Ziel dieser Initiative soll es sein, eine Plattform für Entwickler zu schaffen, auf der diese einheitliche Apps einreichen können, die dann auf allen Smartphones der GDSA-Unternehmen laufen. Es wird also nicht einen einheitlichen Store geben, den alle als Google-Play-Alternative nutzen, sondern eine Plattform, die ermöglicht, dass eine App ohne Anpassungen auf allen Geräten eingesetzt werden kann. Es geht also darum, dass jeder chinesische Anbieter eine Play-Store-Alternative einsetzen und somit Google umgehen kann und trotzdem Developern nicht zumuten muss, dass sie für x verschiedene Stores eigene Varianten ihrer App programmieren müssen.
Vivo und OPPO haben mit BKK die selbe Konzernmutter, unter deren Dach auch OnePlus beheimatet ist. Daher dürfen wir wohl annehmen, dass diese Allianz auch für OnePlus künftig eine Heimat bieten wird. Auch, wenn abgesehen von Huawei die Mitglieder der GDSA in Deutschland bislang keiner breiten Masse bekannt sind, gehören diese Unternehmen zu den größten Herstellern der Welt — nahezu jedes zweite verkaufte Smartphone geht aktuell auf ihr Konto.

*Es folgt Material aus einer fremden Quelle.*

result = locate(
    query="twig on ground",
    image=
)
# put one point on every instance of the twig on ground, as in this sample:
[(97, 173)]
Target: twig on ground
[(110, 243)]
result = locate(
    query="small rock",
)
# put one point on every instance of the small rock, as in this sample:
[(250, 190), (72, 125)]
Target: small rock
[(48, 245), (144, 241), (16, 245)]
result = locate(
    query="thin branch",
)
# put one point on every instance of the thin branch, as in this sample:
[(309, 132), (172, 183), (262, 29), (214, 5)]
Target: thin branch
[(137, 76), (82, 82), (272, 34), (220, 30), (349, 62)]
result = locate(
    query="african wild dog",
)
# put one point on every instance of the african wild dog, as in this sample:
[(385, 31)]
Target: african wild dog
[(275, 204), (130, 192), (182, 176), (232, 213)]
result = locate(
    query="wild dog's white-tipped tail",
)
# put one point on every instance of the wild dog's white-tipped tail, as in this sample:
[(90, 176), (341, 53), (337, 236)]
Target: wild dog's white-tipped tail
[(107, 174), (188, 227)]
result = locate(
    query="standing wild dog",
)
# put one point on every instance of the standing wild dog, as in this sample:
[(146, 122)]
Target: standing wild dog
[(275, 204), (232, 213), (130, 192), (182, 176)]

Dem Report zufolge hat der Verbund erst einmal neun Regionen ins Auge gefasst. Eine Canalys-Managerin erklärt dazu:
Durch die Bildung dieser Allianz wird jedes Unternehmen versuchen, die Vorteile der anderen in verschiedenen Regionen zu nutzen, wobei Xiaomi in Indien, Vivo und Oppo in Südostasien und Huawei in Europa über eine starke Nutzerbasis verfügen. Nicole Peng, Vizepräsidentin für Mobilität bei Canalys
Die teilnehmenden Unternehmen würden also doppelt profitieren können nach dieser Einschätzung: Einmal, weil man sich von Google unabhängiger macht und ein mächtiges Gegengewicht zum Play Store etablieren könnte — und man würde vom Bekanntheitsgrad der Mitstreiter in bestimmten Regionen profitieren können. So, dass Huawei sowas wie ein Türöffner für Vivo und Co in Europa sein könnte.
Das ist schon eine dicke Nummer, wenn die dann tatsächlich offiziell bestätigt und umgesetzt wird. Geplant sei der Start bislang für März 2020, wobei hier allerdings noch keine eventuellen Verspätungen eingepreist sind, die sich durch das Coronavirus ergeben könnten.

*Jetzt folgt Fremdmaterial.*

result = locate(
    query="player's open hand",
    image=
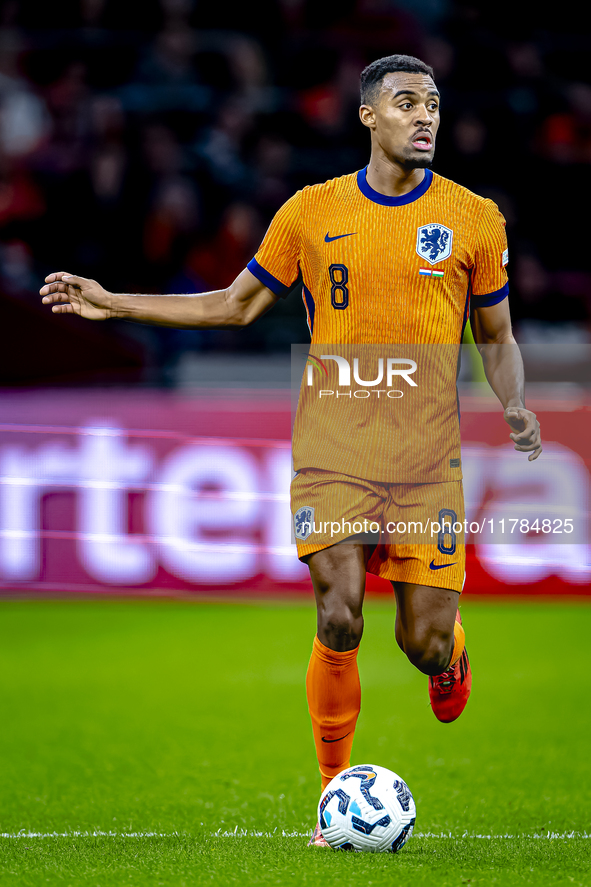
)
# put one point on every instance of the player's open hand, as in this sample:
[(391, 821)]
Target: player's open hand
[(69, 294), (526, 431)]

Persönlich stelle ich mir die Frage, ob Google sich — wenn es denn tatsächlich so kommt — mit einem sarkastischen Dankeschön an Donald Trump wendet. Schließlich wäre es ja dann wohl ihm und seiner Handelspolitik zu verdanken, dass chinesische Konkurrenten jetzt gemeinsame Sache machen und einen Gegenpol zu Google schaffen, den es sonst nicht gegeben hätte. Ob man den dann vielleicht sogar für App-Entwickler spannender als Google Play gestaltet, indem man zum Beispiel eine bessere Vergütung anbietet, bleibt abzuwarten.

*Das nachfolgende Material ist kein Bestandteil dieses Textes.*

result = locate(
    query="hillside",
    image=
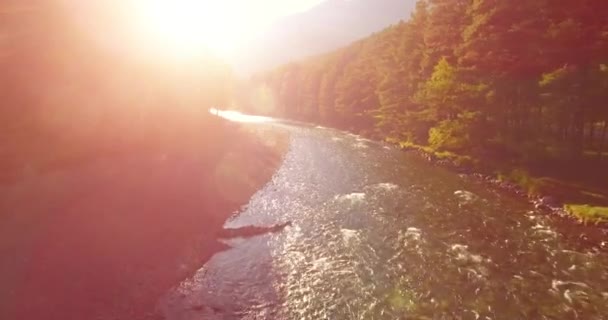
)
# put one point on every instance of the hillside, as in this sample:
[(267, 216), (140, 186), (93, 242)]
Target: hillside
[(328, 26), (521, 87)]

Der geschätzte Kollege Denny von SmartDroid.de stellt sich eine andere spannende Frage: Was, wenn Samsung sich ebenfalls an der Allianz beteiligen würde, also ein koreanisches Unternehmen, welches immer für etwas mehr Unabhängigkeit von Google zu haben ist. Darüber und die anderen Punkte können wir noch zumindest solange nachdenken, bis es offizielle Bestätigungen gibt. Wir werden das mit Sicherheit im Auge behalten und euch auf dem Laufenden halten.